Elsewhere, the Left forces in the Philippines supported a so-called progressive capitalist party which in turn had to be overthrown by another ‘people power’ movement when it became corrupted. Even in advanced countries such as the US, the UK and Australia, the two-party system only safeguards the ruling class. The working class in those countries is also marginalised by the anti-working class policies of these governments.
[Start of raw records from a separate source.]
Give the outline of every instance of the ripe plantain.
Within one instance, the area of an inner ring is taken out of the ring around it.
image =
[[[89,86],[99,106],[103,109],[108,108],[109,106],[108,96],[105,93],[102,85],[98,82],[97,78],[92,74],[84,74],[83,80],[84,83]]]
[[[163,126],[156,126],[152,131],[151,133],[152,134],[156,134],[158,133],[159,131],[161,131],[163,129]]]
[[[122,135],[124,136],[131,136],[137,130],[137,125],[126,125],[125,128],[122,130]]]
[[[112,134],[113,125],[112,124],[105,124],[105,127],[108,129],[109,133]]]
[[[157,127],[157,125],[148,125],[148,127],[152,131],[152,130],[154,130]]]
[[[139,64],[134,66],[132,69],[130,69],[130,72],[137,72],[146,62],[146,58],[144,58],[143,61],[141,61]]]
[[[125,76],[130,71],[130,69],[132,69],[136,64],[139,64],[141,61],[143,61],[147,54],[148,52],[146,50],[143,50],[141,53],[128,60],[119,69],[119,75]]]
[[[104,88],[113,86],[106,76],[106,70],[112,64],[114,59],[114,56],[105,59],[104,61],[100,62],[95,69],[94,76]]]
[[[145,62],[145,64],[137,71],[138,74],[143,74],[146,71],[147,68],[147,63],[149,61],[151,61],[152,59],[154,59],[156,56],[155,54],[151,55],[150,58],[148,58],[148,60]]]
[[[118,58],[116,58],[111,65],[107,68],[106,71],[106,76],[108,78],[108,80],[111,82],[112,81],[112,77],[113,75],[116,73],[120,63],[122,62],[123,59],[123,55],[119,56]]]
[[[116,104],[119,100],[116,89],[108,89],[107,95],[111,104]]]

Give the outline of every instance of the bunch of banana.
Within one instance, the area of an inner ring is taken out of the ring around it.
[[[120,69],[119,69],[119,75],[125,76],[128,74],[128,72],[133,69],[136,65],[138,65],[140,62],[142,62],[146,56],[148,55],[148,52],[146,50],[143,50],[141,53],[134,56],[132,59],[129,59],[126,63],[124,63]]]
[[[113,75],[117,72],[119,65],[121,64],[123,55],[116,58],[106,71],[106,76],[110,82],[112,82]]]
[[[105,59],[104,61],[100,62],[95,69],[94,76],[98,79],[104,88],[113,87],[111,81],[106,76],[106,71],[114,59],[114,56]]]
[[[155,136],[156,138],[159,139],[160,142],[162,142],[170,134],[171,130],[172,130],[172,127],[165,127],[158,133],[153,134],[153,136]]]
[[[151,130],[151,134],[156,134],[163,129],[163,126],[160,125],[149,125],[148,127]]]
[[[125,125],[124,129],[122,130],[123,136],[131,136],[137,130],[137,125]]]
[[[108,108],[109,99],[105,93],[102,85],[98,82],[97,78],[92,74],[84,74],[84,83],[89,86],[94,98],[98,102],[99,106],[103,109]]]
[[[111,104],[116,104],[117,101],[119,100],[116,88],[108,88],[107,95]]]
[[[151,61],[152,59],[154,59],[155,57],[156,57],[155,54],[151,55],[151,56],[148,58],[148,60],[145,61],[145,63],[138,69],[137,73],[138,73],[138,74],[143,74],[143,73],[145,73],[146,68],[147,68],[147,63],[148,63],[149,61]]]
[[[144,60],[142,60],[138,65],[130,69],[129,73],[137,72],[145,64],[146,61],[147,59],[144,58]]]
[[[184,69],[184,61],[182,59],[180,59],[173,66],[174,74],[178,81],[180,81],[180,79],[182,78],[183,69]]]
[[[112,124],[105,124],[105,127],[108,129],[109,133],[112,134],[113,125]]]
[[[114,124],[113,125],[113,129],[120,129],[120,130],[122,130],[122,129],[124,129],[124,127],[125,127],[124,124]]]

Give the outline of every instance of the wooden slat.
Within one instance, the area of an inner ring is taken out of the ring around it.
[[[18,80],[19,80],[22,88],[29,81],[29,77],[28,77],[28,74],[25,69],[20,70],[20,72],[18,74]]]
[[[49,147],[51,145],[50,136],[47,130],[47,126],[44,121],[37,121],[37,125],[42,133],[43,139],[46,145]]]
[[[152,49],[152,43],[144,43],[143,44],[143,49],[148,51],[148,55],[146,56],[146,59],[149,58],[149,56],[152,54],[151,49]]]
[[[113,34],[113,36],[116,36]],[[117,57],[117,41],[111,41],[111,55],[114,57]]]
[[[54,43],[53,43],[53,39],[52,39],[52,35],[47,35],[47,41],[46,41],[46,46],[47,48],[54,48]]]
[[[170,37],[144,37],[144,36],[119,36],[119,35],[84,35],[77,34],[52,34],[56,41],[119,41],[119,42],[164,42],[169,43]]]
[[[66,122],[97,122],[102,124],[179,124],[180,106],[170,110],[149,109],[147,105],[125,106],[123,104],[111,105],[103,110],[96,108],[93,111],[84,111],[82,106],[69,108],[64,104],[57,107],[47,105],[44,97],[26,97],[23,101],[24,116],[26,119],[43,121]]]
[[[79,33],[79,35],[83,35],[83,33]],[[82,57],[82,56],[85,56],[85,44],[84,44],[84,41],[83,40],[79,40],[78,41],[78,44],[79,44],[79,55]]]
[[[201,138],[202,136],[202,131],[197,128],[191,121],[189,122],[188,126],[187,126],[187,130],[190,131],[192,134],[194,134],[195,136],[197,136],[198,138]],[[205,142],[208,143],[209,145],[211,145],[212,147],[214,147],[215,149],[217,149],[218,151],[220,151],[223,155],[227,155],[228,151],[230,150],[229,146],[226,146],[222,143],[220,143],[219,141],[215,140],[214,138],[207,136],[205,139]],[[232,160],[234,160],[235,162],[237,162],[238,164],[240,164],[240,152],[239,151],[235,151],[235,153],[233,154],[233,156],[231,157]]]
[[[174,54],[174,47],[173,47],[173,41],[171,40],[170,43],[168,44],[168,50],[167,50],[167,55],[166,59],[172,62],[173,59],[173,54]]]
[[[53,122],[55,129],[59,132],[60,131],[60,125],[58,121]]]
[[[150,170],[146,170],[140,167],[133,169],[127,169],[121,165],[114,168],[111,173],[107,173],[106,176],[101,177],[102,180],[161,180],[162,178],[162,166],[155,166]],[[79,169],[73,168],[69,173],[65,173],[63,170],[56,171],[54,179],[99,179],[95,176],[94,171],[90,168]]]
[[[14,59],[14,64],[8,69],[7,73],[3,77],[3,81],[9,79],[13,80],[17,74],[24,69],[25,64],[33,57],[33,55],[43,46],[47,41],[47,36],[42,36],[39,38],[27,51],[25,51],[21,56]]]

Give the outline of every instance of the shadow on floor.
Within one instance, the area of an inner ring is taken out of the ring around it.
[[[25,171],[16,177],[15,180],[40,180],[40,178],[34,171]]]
At this juncture it is crucial for socialists and trade unions in Malaysia to campaign among workers and youth for an independent party of the working class as an alternative to reactionary and pro-capitalist parties. But in reality some who try to act as “an opposition inside the opposition coalitions” have merely disappointed workers and young people. They base themselves on the inadequate idea that ‘the enemy of my enemy is my friend’ and do not judge objectively the need for a clear independent working class alternative at this crucial juncture of Malaysian politics. Even now, many ordinary people in ‘Makkal Shakthi’ (a ‘people power’ movement formed by supporters of the Hindu Rights Action Group), the PAS Supporters’ Club and even workers and youth that are disgusted with the ‘political games’ between UMNO/BN and PR are looking for other alternatives.

In this respect, with the unfolding crisis in global capitalism, socialist ideas and the need for a party of the working class will become attractive. Socialists should aim to educate these young people and workers along those lines towards fighting for and achieving a socialist society.